[2.5.1.1/dictionary] Change sorting order?

Fri Jan 22 13:40:26 EST 2010

Steven D'Aprano wrote:
> On Fri, 22 Jan 2010 09:49:32 -0500, Dave Angel wrote:
>
>   
>> Seems to me the other solutions I've seen so far are more complex than
>> needed.  I figure you either want an unordered list, in which case you
>> could use random.shuffle(), or you want a list that's sorted, but starts
>> somewhere in the middle, at an arbitrary place, goes to the end, and
>> wraps back to the beginning.  So use random.randint() to choose an index
>> within the list, and concatenate two slices of the list, based on that
>> index in reverse order.
>>
>> And don't bother generating it each minute, but simply generate it each
>> time you need it.
>>     
>
> According to the OP's stated requirements, he needs it every minute.
>
>   
I read it as he wants viewers of the page that are more than a minute 
apart to see a different order.
> Personally, from a usability perspective, I think a refresh of a 
> (potentially huge) list of users every minute would be horrible. I think 
> the whole design needs to be rethought, but that's not my decision.
>
>
>   
Certainly if there are more than 100 users or so, the idea of presenting 
a web page with a single list of users is unwieldy.  So I assumed this 
problem did not have to scale.  Once the list goes on multiple pages, 
entirely different algorithms are appropriate, along with the display 
mechanisms to support them.
>> I doubt if the cost of generating it is much
>> different than the cost of checking the time.
>>     
>
> Checking the time is quite fast -- it's a simple system call.

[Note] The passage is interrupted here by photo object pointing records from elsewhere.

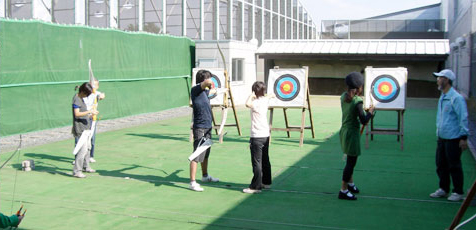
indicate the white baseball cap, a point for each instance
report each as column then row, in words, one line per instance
column 446, row 73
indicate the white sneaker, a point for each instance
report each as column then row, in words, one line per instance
column 79, row 175
column 251, row 191
column 195, row 186
column 456, row 197
column 210, row 179
column 439, row 193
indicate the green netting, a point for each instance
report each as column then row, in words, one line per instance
column 41, row 63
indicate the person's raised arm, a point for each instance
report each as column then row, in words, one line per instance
column 249, row 101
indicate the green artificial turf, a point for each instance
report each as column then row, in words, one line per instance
column 143, row 173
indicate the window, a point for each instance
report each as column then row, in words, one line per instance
column 237, row 69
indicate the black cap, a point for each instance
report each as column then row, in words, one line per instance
column 354, row 80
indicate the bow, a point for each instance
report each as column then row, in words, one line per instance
column 225, row 96
column 371, row 104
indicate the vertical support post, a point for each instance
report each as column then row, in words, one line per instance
column 3, row 9
column 303, row 121
column 164, row 16
column 308, row 98
column 279, row 19
column 141, row 15
column 243, row 21
column 285, row 19
column 184, row 17
column 292, row 20
column 262, row 22
column 271, row 111
column 202, row 20
column 286, row 121
column 271, row 19
column 253, row 20
column 230, row 19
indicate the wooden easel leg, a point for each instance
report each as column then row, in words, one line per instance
column 303, row 120
column 223, row 116
column 398, row 125
column 310, row 112
column 234, row 112
column 271, row 110
column 401, row 129
column 286, row 121
column 371, row 128
column 367, row 137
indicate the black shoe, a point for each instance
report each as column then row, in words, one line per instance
column 346, row 196
column 353, row 189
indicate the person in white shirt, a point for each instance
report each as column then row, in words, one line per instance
column 259, row 138
column 92, row 103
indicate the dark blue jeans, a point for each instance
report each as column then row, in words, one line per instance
column 260, row 162
column 448, row 165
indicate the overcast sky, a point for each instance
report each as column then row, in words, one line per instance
column 358, row 9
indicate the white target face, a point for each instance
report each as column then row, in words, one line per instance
column 218, row 79
column 385, row 88
column 289, row 86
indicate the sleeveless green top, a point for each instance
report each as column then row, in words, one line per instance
column 350, row 129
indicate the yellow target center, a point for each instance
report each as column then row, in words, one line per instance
column 286, row 87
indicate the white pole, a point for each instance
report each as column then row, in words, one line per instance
column 141, row 15
column 230, row 19
column 202, row 20
column 184, row 17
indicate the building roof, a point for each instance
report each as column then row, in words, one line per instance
column 354, row 47
column 405, row 11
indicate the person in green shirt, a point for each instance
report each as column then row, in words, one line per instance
column 10, row 221
column 352, row 113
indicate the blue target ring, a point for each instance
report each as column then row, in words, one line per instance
column 286, row 87
column 385, row 88
column 216, row 84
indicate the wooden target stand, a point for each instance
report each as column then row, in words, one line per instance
column 397, row 131
column 290, row 128
column 227, row 103
column 464, row 206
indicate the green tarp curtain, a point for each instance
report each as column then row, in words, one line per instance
column 41, row 63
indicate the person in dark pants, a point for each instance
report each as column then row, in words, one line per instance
column 259, row 138
column 452, row 132
column 202, row 126
column 352, row 112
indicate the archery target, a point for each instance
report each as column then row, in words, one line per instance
column 286, row 87
column 289, row 86
column 218, row 79
column 385, row 88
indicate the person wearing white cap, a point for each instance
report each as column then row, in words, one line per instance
column 452, row 133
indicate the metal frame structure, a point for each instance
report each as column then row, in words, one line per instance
column 231, row 19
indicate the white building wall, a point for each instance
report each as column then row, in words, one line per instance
column 80, row 12
column 460, row 27
column 41, row 10
column 207, row 55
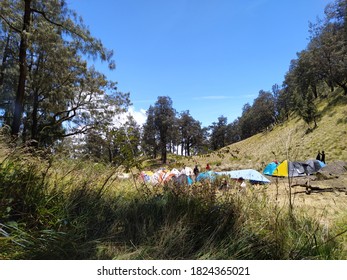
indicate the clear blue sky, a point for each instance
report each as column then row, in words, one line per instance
column 210, row 56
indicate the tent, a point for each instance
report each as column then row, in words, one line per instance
column 182, row 180
column 270, row 168
column 247, row 174
column 297, row 169
column 146, row 176
column 314, row 165
column 208, row 175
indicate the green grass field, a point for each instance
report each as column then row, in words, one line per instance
column 59, row 208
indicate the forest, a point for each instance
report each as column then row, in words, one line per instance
column 52, row 97
column 63, row 149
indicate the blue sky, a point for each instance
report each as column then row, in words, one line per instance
column 210, row 56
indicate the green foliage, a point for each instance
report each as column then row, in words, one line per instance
column 50, row 213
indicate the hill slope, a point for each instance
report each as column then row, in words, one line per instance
column 292, row 140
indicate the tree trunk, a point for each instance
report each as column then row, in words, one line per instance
column 4, row 59
column 19, row 102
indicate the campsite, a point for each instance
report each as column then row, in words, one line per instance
column 218, row 142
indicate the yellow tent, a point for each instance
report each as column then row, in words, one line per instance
column 281, row 170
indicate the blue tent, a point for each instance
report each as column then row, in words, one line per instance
column 270, row 168
column 247, row 174
column 182, row 180
column 208, row 175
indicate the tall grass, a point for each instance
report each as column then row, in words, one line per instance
column 58, row 209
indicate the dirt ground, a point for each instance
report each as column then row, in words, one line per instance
column 326, row 199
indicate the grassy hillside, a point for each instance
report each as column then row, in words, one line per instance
column 57, row 208
column 293, row 140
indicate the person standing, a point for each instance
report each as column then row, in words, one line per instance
column 318, row 157
column 196, row 171
column 323, row 157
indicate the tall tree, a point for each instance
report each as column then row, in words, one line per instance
column 44, row 29
column 190, row 133
column 218, row 135
column 164, row 119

Slicing and 
> copying a list containing potentially tens or hundreds of thousands of 
> names is anything but cheap!
>
>   
>>>> from timeit import Timer
>>>> t1 = Timer('x = time.time()', 'import time')
>>>> t2 = Timer('y = x[:1000] + x[1000:]', 'x = [None]*100000')
>>>>
>>>> t1.timeit(1000)
>>>>         
> 0.0025529861450195312
>   
>>>> t2.timeit(1000)
>>>>         
> 3.0900199413299561
>
> Slicing is more than 1000 times slower than checking the time. If you 
> think I'm being unfair, that the OP's application will never have 100,000 
> names, try it with 1000 names:
>
>   
>>>> t3 = Timer('y = x[:1000] + x[1000:]', 'x = [None]*1000')
>>>> t3.timeit(1000)
>>>>         
> 0.041487932205200195
>
> That's 20 times slower than checking the time.
>
> That's the advantage of my suggestion: the only slicing done is the tiny 
> master list, which means copying 27 pointers. Easy and fast, and it 
> doesn't matter whether you have one user or one million, that operation 
> will take exactly the same amount of time. Your suggestion to keep all 
> the users in one giant list, and slice it repeatedly, scales terribly.
>
>
>   
>> I guess there's a third possibility, that you don't want some of the G
>> names at the beginning, and some at the end.  In that case, I'd generate
>> the random index as above, then increment it till the first character of
>> the item changes.  Use that index as your split point.
>>     
>
> Another solution that doesn't scale terrible well. (Although not as bad 
> as the previous one.)
>
> And what's with the random index thing? Why are you throwing away 
> perfectly good information every time you want to shift letters? Your 
> solution is something like this:
>
> You have a book opened at the start of Chapter 11, and you now want to 
> jump to the start of Chapter 12.
>
> (1) Open the book at a random page.
> (2) Is it the start of Chapter 12?
>   
Wrong.  We're checking whether it's the start of whatever the next 
chapter is, so if we randomly jumped into chapter 5, we'd be going a 
page at a time till chapter 6.  After I thought about it, I realized we 
should be going backwards, not forward, but the idea is the same.  We're 
only walking through a half chapter, typically.
>     If yes, you're done.
>     If no, turn to the next page. If you reach the end of 
>     the book, start again at the beginning.
> (3) Go to step 2.
>
> There are search techniques that start with a random index, but they 
> don't advance one position at a time! (E.g. binary search, or hunt-and-
> bisect search, or similar.) But why search each time when you can keep an 
> index to the start of each chapter and jump straight there in constant 
> time?
>
>   
First, the time that will be spent turning this list into a web page 
will far exceed any of these numbers.

And if we assume he's using CGI, then the time spent reloading and 
unmarshaling the list will exceed by even more.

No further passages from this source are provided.